The Oman Cables Industry (SAOG) said it has performed well despite the challenges posed by the tough competition in the market and copper prices declining by 17 per cent in 2015. The company said it even managed to increase its sales and net profits.
The financial statements of the company point out that the group’s net profits stood at OMR21.3 million last year, compared with OMR19.8 million in 2014.
The company affirmed that it is committed to quality, which is one of the reasons behind its success as it enhances the confidence of its local and foreign customers.
The company also pointed out that continuous demand for its products during this year augments its optimism about the good opportunities for growth. This positive outlook is shared by many industrial companies.
For example, Oman Optic Fibre Cables believes that the future outlook for its optic fibre cables in the global markets is more positive than in the Middle East markets as some oil and gas projects have been shelved due to low oil and gas prices. The company said market conditions have pushed it to appoint distributors in Africa and Europe to enhance its status at the market.
The company also said it will sell the optic fibres, the basic material used for manufacturing cables, in the Kingdom of Saudi Arabia, India and Iran. It reiterated that it seeks to enhance its base in specialised markets, such as defence and railway.
During 2015, the company managed to increase its operational profits to OMR1.9 million, compared with OMR1.6 million in 2014. The net profits of the company last year stood at OMR1.6 million, compared with OMR7.8 million in 2014, including OMR7.3 million in revenues from insurance claims.

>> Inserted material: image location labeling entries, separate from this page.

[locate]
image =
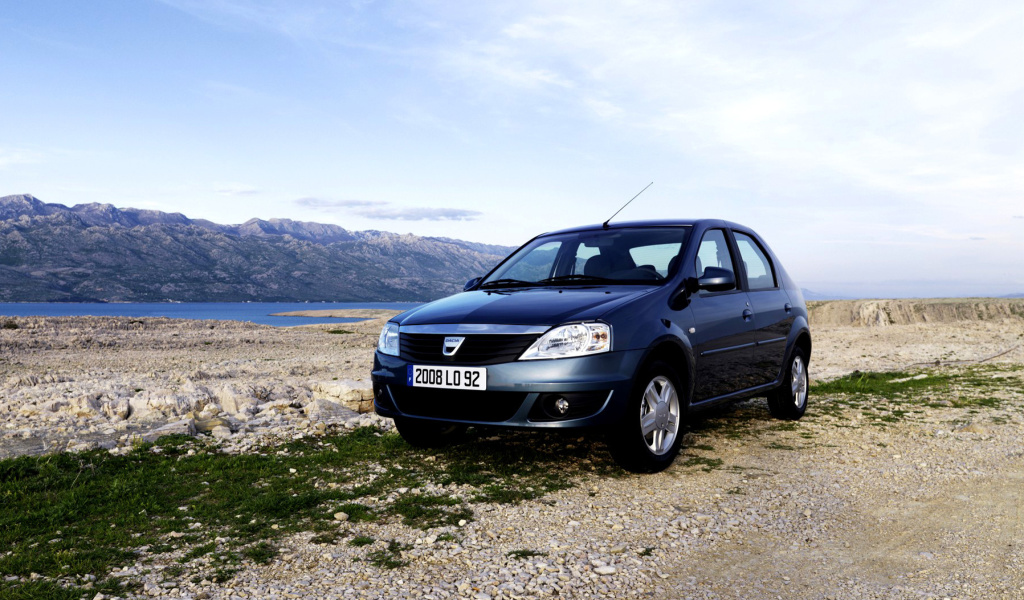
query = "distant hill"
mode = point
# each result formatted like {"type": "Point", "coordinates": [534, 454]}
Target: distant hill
{"type": "Point", "coordinates": [911, 310]}
{"type": "Point", "coordinates": [96, 252]}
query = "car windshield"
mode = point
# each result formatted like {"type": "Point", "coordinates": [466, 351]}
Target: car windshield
{"type": "Point", "coordinates": [619, 256]}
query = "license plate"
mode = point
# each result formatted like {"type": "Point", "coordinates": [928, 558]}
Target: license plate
{"type": "Point", "coordinates": [448, 377]}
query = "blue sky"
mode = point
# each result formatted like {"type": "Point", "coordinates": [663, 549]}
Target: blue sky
{"type": "Point", "coordinates": [879, 146]}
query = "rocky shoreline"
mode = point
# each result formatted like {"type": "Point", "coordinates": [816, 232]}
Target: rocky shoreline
{"type": "Point", "coordinates": [80, 383]}
{"type": "Point", "coordinates": [854, 501]}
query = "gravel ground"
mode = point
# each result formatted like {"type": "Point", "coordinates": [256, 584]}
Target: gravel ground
{"type": "Point", "coordinates": [839, 505]}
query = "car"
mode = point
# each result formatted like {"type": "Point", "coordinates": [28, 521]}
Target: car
{"type": "Point", "coordinates": [627, 329]}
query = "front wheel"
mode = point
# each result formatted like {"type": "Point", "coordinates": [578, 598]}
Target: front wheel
{"type": "Point", "coordinates": [649, 437]}
{"type": "Point", "coordinates": [422, 433]}
{"type": "Point", "coordinates": [790, 399]}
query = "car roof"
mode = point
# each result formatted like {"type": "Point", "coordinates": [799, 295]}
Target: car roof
{"type": "Point", "coordinates": [649, 223]}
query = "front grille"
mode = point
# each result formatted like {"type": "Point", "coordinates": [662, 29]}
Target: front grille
{"type": "Point", "coordinates": [476, 349]}
{"type": "Point", "coordinates": [457, 404]}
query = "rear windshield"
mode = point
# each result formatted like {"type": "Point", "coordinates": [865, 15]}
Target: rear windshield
{"type": "Point", "coordinates": [626, 256]}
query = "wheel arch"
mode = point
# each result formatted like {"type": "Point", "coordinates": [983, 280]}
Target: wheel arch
{"type": "Point", "coordinates": [675, 352]}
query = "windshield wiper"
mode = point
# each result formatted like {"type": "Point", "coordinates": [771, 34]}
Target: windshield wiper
{"type": "Point", "coordinates": [573, 277]}
{"type": "Point", "coordinates": [504, 283]}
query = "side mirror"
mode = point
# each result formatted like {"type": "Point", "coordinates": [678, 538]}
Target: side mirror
{"type": "Point", "coordinates": [681, 297]}
{"type": "Point", "coordinates": [717, 280]}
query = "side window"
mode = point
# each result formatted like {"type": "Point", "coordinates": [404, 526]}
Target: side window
{"type": "Point", "coordinates": [760, 274]}
{"type": "Point", "coordinates": [536, 265]}
{"type": "Point", "coordinates": [714, 251]}
{"type": "Point", "coordinates": [656, 256]}
{"type": "Point", "coordinates": [584, 253]}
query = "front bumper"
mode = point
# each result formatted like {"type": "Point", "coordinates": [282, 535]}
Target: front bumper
{"type": "Point", "coordinates": [518, 394]}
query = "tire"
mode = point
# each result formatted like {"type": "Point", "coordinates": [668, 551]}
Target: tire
{"type": "Point", "coordinates": [422, 433]}
{"type": "Point", "coordinates": [651, 432]}
{"type": "Point", "coordinates": [790, 399]}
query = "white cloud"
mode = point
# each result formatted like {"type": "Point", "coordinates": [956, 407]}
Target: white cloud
{"type": "Point", "coordinates": [331, 205]}
{"type": "Point", "coordinates": [14, 157]}
{"type": "Point", "coordinates": [236, 189]}
{"type": "Point", "coordinates": [419, 214]}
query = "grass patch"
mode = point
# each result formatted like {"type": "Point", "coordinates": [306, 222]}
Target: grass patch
{"type": "Point", "coordinates": [524, 554]}
{"type": "Point", "coordinates": [389, 557]}
{"type": "Point", "coordinates": [260, 553]}
{"type": "Point", "coordinates": [707, 464]}
{"type": "Point", "coordinates": [885, 385]}
{"type": "Point", "coordinates": [68, 515]}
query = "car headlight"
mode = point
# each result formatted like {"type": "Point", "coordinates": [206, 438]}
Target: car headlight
{"type": "Point", "coordinates": [578, 339]}
{"type": "Point", "coordinates": [388, 342]}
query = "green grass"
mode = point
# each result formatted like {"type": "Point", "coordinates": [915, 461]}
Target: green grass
{"type": "Point", "coordinates": [885, 385]}
{"type": "Point", "coordinates": [68, 515]}
{"type": "Point", "coordinates": [892, 397]}
{"type": "Point", "coordinates": [390, 557]}
{"type": "Point", "coordinates": [707, 465]}
{"type": "Point", "coordinates": [524, 554]}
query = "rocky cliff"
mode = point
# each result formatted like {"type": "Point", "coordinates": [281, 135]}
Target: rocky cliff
{"type": "Point", "coordinates": [96, 252]}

If this item is excluded, the company's profit growth in 2015 will be good.
National Pharmaceutical Industries Co. (NPI) said the GCC market is very big for the pharmaceutical industrial companies in the region, and therefore there are great opportunities for the sale of pharmaceutical products in the Sultanate and countries of the region's markets.
Last year, the company's sales grew by 600,000 to OMR10.6 million. The company said the increase in sales came mainly from the export markets, which increased the company profits, despite an increase in operational costs. The company’s net profits grew by 15 per cent to hit OMR1.053 million.
Meanwhile, Omani Packaging Co. managed to withstand the competition and maintain its competitive position in the local market. The company also managed to boost its export share, which resulted in a 10 per cent increase in sales.
The company added that it is now seeking to continue growing and maintaining its share in the market. It has thus revised its marketing policy from time to time to boost its share in different sectors. The company will gradually reduce its costs to reach better profit margins. Its net profits stood at OMR959,000 in 2015, up from OMR270,000 in 2014.